K8s Operators: Finalizers for Stateful External Resource Cleanup
The Declarative-Imperative Impedance Mismatch
As senior engineers building on Kubernetes, we embrace its declarative nature. We define the desired state in a manifest, and controllers work to make reality match that state. This works beautifully for resources native to the cluster. However, the moment an Operator needs to manage a resource outside the Kubernetes API—a managed database on AWS RDS, a bucket in GCS, or a project in GitLab—we hit a fundamental impedance mismatch.
Creating and updating these external resources is a solved problem within the Operator's reconciliation loop. The controller observes the Custom Resource (CR), checks the state of the external resource via its imperative API, and issues commands (CreateDatabase, UpdateInstance) to converge the state.

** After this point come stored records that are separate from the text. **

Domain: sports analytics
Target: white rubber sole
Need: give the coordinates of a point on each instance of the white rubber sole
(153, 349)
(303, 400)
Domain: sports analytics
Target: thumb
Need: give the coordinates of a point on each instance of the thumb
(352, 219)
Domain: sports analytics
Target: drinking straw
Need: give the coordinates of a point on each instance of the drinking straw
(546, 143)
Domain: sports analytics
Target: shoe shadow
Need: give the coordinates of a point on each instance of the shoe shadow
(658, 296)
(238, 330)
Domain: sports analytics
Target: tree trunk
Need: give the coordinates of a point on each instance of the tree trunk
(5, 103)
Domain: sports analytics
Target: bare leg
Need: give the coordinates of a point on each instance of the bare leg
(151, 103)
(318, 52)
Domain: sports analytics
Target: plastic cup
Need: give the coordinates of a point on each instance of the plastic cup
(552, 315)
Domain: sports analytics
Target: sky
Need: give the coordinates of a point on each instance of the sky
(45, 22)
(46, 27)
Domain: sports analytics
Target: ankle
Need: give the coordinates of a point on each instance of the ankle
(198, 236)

The real challenge, and a common source of production failures, lies in deletion.
When a user runs kubectl delete mycr my-instance, Kubernetes's default behavior is to simply remove the object from etcd. If your Operator is managing an RDS instance tied to that CR, what tells the Operator to call the AWS API to terminate that database? Without a specific mechanism, the CR vanishes, the reconciliation loop for it ceases, and you are left with an orphaned, and expensive, cloud resource.
This article dissects the canonical Kubernetes pattern for solving this problem: finalizers. We will not cover the basics of what an Operator is. We assume you understand CRDs, controllers, and the core reconciliation concept. Instead, we will focus exclusively on architecting and implementing a production-grade, finalizer-driven cleanup process for stateful external resources.

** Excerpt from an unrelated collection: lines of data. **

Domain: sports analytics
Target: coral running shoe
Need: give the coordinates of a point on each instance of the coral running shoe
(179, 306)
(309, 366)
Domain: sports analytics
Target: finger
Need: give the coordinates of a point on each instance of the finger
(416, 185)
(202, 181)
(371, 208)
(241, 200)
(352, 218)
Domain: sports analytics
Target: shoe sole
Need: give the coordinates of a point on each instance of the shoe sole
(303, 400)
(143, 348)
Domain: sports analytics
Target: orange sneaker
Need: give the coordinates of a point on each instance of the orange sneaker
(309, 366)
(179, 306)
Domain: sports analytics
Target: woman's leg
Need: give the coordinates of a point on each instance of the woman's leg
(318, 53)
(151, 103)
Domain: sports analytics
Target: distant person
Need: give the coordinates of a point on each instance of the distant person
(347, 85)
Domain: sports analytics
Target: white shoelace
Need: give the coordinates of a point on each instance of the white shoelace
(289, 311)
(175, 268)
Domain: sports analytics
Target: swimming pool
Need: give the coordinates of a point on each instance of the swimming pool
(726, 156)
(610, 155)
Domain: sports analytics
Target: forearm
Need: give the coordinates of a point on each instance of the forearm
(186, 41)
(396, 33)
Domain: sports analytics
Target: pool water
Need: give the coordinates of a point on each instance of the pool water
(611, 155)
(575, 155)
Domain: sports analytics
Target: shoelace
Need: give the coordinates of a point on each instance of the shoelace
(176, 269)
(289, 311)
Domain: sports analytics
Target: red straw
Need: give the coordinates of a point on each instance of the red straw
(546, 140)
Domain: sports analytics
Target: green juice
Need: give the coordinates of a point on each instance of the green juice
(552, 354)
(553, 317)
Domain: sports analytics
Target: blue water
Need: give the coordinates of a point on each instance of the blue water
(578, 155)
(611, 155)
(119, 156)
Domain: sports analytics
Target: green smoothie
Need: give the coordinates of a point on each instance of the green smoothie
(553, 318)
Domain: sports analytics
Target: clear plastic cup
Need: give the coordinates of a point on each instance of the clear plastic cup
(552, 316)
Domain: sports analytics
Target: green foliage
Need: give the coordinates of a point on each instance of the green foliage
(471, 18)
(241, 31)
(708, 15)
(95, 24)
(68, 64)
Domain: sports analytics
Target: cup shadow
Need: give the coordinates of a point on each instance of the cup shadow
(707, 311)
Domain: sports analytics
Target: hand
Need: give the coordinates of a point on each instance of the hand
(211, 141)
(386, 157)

The Race Condition of Deletion Without Finalizers
Before implementing the solution, it's critical to understand why the naive approach fails. A common first attempt is to check for the DeletionTimestamp on the CR object within the Reconcile function.
The Kubernetes API server, upon receiving a delete request, sets the metadata.deletionTimestamp field on the object. This signals that the object is marked for deletion. A controller can watch for this field being non-nil and trigger its cleanup logic.

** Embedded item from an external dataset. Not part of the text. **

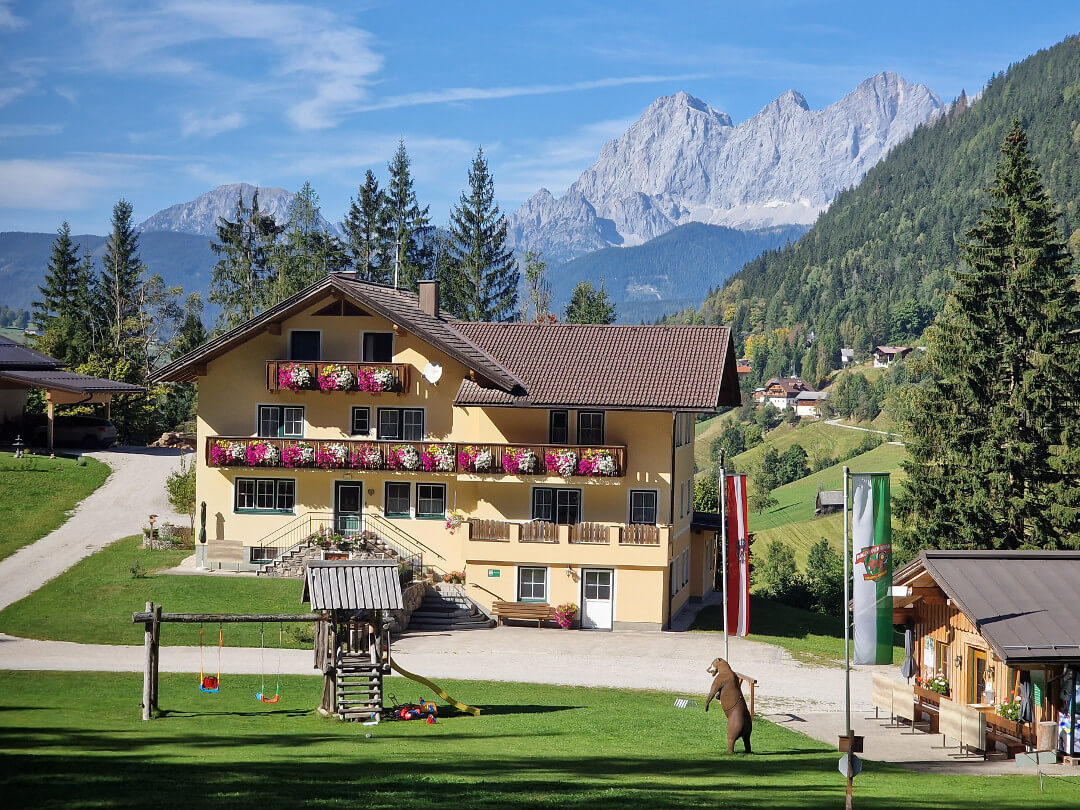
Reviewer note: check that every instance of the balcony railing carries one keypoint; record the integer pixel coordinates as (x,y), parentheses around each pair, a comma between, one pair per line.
(328,376)
(586,534)
(446,457)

Here's what that flawed logic looks like:
// DO NOT USE THIS IN PRODUCTION - FLAWED EXAMPLE
func (r *ManagedDatabaseReconciler) Reconcile(ctx context.Context, req ctrl.Request) (ctrl.Result, error) {
log := log.FromContext(ctx)
var managedDatabase v1alpha1.ManagedDatabase
if err := r.Get(ctx, req.NamespacedName, &managedDatabase); err != nil {
return ctrl.Result{}, client.IgnoreNotFound(err)
}
// Check if the object is being deleted
if managedDatabase.ObjectMeta.DeletionTimestamp != nil {
log.Info("Object is being deleted, cleaning up external resource")
// Flawed: This is a race condition!
if err := r.ExternalDBService.DeleteDatabase(managedDatabase.Spec.DBName); err != nil {
log.Error(err, "Failed to delete external database")
return ctrl.Result{}, err // Requeue on failure
}
log.Info("Successfully deleted external resource")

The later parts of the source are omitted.